Essentially, what we can safely conclude is that real democracy works only in smaller tribal communities, which are small enough for all the members to know each other, to have a say in the choice of leadership, and to have the ability to depose leadership if it goes astray. As the community grows, it becomes impractical to elect the leadership directly, because you simply don’t know all the people directly and you are not aware of their qualifications directly, so the best you can do is divide the community into small sub-communities that elect their own delegates to represent them in a popular assembly, where the leadership of the entire nation is elected. It would actually be dangerous for the people to attempt to elect the leadership directly, because they don’t actually know the candidates directly and can only judge them on superficial impressions and propaganda. This, in fact, is the greatest drawback of today’s attempts at emulating democracy.

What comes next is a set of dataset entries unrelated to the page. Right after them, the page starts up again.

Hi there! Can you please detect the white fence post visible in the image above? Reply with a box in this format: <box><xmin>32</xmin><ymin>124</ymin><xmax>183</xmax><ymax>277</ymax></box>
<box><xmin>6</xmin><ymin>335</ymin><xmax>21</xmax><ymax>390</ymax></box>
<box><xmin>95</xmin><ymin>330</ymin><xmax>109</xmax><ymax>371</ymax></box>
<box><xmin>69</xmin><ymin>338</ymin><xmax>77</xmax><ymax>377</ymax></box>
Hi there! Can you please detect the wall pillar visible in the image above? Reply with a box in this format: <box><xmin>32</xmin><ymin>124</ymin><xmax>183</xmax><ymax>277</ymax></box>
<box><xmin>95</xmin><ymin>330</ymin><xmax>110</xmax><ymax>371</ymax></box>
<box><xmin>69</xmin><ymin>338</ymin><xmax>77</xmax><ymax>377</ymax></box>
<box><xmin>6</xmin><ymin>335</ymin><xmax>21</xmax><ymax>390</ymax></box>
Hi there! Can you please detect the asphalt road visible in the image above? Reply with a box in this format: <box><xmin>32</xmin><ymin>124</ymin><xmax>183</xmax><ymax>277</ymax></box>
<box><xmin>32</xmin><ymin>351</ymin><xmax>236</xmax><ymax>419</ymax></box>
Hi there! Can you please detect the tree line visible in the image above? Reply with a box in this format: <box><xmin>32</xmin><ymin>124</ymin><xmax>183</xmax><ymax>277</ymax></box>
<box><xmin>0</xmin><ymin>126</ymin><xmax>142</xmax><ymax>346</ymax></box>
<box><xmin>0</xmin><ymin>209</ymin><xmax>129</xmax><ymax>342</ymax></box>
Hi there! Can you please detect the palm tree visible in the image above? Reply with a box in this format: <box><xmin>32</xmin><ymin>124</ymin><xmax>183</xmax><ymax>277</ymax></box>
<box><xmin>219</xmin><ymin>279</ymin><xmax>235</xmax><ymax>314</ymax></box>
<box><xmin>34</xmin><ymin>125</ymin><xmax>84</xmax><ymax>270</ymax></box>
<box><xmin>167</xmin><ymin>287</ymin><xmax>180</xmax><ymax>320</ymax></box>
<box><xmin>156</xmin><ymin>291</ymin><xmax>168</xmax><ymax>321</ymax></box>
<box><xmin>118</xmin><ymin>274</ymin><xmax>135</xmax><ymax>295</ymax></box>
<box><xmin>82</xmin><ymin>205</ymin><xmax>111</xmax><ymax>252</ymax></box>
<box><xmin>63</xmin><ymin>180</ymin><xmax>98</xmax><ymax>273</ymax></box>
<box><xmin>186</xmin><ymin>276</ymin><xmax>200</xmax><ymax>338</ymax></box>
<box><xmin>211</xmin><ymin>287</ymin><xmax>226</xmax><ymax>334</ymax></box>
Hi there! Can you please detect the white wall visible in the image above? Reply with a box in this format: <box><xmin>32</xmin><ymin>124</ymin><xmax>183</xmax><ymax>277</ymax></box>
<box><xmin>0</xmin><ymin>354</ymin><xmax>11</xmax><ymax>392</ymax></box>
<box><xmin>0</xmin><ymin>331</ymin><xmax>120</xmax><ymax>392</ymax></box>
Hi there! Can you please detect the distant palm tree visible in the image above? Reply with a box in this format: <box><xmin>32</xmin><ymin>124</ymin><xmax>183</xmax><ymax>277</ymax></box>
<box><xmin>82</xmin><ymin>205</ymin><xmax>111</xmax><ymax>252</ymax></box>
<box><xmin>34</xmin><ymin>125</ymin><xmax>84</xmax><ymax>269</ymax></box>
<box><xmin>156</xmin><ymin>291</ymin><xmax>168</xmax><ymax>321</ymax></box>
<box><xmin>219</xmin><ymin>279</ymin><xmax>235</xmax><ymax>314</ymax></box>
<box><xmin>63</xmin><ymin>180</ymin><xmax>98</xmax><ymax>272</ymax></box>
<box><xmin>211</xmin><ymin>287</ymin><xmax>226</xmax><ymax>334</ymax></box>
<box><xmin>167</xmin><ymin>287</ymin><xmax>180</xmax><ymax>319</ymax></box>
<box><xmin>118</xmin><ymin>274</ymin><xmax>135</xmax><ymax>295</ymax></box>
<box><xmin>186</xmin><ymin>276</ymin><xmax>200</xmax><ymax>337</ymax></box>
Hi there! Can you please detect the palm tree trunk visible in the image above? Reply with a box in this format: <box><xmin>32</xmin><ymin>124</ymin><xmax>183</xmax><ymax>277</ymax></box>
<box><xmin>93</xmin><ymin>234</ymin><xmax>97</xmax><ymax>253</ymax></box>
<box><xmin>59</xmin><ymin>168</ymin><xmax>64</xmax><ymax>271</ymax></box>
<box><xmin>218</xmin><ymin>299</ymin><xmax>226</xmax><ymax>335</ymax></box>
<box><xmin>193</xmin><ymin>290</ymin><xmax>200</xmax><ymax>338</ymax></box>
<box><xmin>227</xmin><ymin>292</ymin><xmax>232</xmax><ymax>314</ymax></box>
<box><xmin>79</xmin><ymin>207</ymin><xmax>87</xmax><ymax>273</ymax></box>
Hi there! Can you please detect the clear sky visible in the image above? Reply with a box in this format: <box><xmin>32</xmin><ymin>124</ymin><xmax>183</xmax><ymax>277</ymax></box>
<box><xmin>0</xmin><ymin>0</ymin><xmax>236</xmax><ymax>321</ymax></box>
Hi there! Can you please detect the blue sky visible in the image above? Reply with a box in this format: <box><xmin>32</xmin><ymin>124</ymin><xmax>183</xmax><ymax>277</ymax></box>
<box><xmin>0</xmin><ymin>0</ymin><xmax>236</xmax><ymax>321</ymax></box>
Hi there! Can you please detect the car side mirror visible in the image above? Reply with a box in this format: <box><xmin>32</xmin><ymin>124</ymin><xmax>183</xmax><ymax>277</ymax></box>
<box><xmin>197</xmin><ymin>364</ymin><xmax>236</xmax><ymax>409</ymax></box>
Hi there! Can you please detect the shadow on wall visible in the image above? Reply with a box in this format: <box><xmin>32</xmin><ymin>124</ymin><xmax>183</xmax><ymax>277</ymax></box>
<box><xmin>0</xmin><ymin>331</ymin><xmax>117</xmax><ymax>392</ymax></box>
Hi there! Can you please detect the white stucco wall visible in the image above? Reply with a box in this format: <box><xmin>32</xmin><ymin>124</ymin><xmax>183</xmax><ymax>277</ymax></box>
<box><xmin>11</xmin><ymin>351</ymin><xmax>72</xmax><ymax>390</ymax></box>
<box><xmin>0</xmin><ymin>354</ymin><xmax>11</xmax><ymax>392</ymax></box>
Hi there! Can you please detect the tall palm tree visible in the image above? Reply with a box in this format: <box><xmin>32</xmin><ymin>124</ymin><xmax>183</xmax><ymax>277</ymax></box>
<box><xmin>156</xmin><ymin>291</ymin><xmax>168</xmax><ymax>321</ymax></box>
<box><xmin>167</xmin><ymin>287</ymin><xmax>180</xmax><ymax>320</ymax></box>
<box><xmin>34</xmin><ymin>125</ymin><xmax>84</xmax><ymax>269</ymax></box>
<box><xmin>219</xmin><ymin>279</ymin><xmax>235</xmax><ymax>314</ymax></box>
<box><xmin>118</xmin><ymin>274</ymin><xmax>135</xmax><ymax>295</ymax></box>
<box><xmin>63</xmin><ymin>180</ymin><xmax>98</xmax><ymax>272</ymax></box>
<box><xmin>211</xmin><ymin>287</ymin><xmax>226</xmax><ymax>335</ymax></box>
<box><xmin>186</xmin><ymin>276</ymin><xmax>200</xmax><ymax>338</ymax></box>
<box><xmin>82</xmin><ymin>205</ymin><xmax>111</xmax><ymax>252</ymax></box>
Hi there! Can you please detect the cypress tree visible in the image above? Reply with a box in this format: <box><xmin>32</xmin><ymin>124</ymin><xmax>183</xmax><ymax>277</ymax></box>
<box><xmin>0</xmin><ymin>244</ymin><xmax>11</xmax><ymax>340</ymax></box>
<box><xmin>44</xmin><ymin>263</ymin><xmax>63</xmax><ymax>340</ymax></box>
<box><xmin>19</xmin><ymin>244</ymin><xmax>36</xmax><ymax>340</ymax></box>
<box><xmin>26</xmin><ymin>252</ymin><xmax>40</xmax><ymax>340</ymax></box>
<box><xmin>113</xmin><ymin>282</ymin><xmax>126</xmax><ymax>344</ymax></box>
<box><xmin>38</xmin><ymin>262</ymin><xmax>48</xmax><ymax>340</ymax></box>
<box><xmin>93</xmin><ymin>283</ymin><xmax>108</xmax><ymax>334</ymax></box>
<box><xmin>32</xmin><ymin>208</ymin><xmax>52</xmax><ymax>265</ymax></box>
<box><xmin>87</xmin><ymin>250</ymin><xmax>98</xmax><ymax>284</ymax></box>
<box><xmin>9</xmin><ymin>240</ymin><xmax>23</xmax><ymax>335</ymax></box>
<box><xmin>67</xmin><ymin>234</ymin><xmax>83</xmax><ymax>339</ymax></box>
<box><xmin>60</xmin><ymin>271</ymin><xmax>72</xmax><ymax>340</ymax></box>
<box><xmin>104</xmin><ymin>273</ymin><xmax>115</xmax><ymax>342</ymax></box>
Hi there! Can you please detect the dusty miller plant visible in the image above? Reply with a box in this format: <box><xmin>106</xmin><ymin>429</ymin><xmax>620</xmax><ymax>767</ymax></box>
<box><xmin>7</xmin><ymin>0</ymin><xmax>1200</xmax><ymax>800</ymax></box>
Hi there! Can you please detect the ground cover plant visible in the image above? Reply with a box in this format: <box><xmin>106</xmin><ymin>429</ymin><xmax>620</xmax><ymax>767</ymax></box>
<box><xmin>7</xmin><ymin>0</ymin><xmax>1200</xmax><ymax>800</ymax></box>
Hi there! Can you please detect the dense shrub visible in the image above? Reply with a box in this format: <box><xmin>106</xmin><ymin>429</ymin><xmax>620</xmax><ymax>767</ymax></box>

So, instead of trying to say whether Churchill was right saying that democracy was the best system of government, we would be better off asking a different set of questions – for instance, what methods did different systems of government historically use to assure broad popular support, and with what results? If we judge on the stability of a society, our current model of government can only be seen as a recent experiment which produced mostly disastrous results, from the slaughterhouse that was the French revolution, through American independence which meant buying slaves from African markets in order to grow cotton on land that was stolen from the native tribes, through colonialism, two world wars, eugenics, racism and genocide. Essentially, if you think we fare better than the pharaonic despotisms of antiquity, you are deluding yourselves. Our political system is very volatile and historically proved likely to result in bloody conflicts. What masks this reality is the huge advancement in science and technology, and a rather broad access to the benefits of modern technology, where a common citizen can enjoy functionality that used to be beyond the wildest dreams of kings. This, however, has nothing to do with democracy; Singapore is not a democracy in any conventional meaning of the word and is among the wealthiest countries. South Korea is at best an elitist hierarchical society, and has extremely advanced technology. Do we even need to mention China? Essentially, what makes a society work is some strange mixture of the popular support for the government, a sense of inclusion of the general population, a feeling of sharing the common goals with the leadership, a feeling that the laws of the society are just and fair, and a Darwinian meritocracy of economy and science. It needs to be democratic only in the broadest sense, that the general population identifies with the government and recognizes it as its own.